The Vrishanana Yogini which vanished from a village temple in India and was smuggled out of the country, to be sold to an art collector in Paris. The statue was eventually traced down by the Indian embassy & the widow of the collector who had purchased it. She agreed to return it & it was flown back to India last month. Tomorrow, it will go on display at the National Museum in New Delhi.
The part of the story that is somewhat unclear to me is why it took five years between her handing the statue to the embassy and it being returned to India.
India Today 
Once stolen from a UP temple, 10th-century Yogini idol returns to India
Sourabh Gupta New Delhi, September 17, 2013 | UPDATED 22:23 IST
The image of this powerful Yogini was carved on stone nearly 1,000 years ago and idol of the buffalo-headed female deity was installed in a village temple in UP’s Bundelkhand region.
Then one day, the sculpture, weighing over 400 kg, vanished- stolen and smuggled and sold to an art collector in Paris.
Luckily, the Indian embassy in Paris traced the missing 10th-century idol of Vrishanana Yogini and five years ago, widow of the man who had acquired the statue donated it to the mission.

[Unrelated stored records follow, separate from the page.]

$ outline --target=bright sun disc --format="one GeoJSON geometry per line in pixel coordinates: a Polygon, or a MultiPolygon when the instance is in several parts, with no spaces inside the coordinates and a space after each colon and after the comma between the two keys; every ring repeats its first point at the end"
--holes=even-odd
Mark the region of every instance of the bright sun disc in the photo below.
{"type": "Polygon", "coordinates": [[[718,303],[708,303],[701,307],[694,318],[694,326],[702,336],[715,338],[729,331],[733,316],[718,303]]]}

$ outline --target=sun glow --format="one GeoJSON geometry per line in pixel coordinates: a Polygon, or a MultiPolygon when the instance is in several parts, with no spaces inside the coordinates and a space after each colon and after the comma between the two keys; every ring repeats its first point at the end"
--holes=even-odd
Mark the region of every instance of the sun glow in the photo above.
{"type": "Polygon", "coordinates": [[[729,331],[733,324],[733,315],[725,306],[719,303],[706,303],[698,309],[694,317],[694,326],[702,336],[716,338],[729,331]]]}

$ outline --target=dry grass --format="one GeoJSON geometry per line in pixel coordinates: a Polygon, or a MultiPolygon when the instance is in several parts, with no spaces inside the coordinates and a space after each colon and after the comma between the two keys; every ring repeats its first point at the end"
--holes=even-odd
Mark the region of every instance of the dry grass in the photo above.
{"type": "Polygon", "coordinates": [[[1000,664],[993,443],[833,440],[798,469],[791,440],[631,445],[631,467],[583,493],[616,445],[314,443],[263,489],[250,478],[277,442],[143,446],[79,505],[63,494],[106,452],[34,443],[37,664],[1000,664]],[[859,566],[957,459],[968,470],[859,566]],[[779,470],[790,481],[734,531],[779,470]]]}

Last month, the 4.5-foot Vrishanana Yogini was flown back to India and, on Thursday (September 19), it will be proudly put up on display in a one-of-its-kind show at National Museum in New Delhi.
“Yogini [was] pilfered from temple at Lokhari village (Banda district) in Bundelkhand region of Uttar Pradesh,” MEA spokesperson Syed Akbaruddin told India Today Online in a tweet on Tuesday.
Anatomy of a Yogini
Vrishanana Yogini sits on an unornamented stone slab in ‘lalitasana’, holding a club in the left hand and a ‘bilva’ fruit in the right.
Her ‘vahana’ (ride) is a swan that’s pecking the bilva.
The Yogini has a chiselled body with full breasts, slim waist and rounded abdomen.
Her eyes are half-closed in contemplation and the buffalo face is serene and meditative.
She wears a necklace, anklets, bangles and a girdle on the waist — signaling a tribal link.
According to National Museum, the Yogini cult started between the 6th and 10th centuries and is rooted in sacred texts such as ‘Skanda Purana’, ‘Agni Purana’, ‘Kaulajnananirnaya’ and in lists called ‘Yogininamavalis’.
Yoginis are female divinities — blending the divine and the demonic and are worshipped not individually but in a totality of 64 or 81.
They are seen as goddesses who can impart magical powers in worshippers.
How the deity returned home
The Vrishanana Yogini’s sculpture was trafficked to France and acquired by Robert Schrimpf — a private collector in Paris. Later, his widow, Martine Schrimpf, gave back the idol to the Indian embassy in Paris.
Then early this year, Culture Minister Chandresh Kumari Katoch saw the sculpture on a visit to Paris and asked National Museum to bring it back home.
“The exhibition aims at increasing awareness on the fascinating history of Yoginis and the elaborate rituals of their worship and highlight illicit trafficking of India’s priceless cultural artifacts,” National Museum Director General Venu V said in a statement.
The sculpture will be on display from September 19 to October 6.
J E Dawson, curator (archaeology), National Museum, said they had to try hard to convince the French authorities about the idol’s Indian origin and establish its authenticity.
“Three things went in our favour: we established its authenticity on the basis of a book, ‘Yogini: Cult and Temples — A Tantric Tradition’, brought out by the museum in 1986, which carried its picture; the widow of the French art collector couldn’t tell the source of its acquisition; and the art collector’s donation letter executed through an attorney,” Dawson said in a statement.
But it is not clear when the artifact was actually pilfered.
Not the first such pilferage
Vrishanana Yogini is not the first Yogini idol to be have been pilfered. Yogini sculptures from Kanchipuram have found their way to the USA and Canada and Britain.
They are on display at Nelson Atkins Museum in Kansas City, Royal Ontario Museum in Toronto, Freer-Sackler Gallery of Smithsonian Institute in Washington D.C. and the British Museum in London.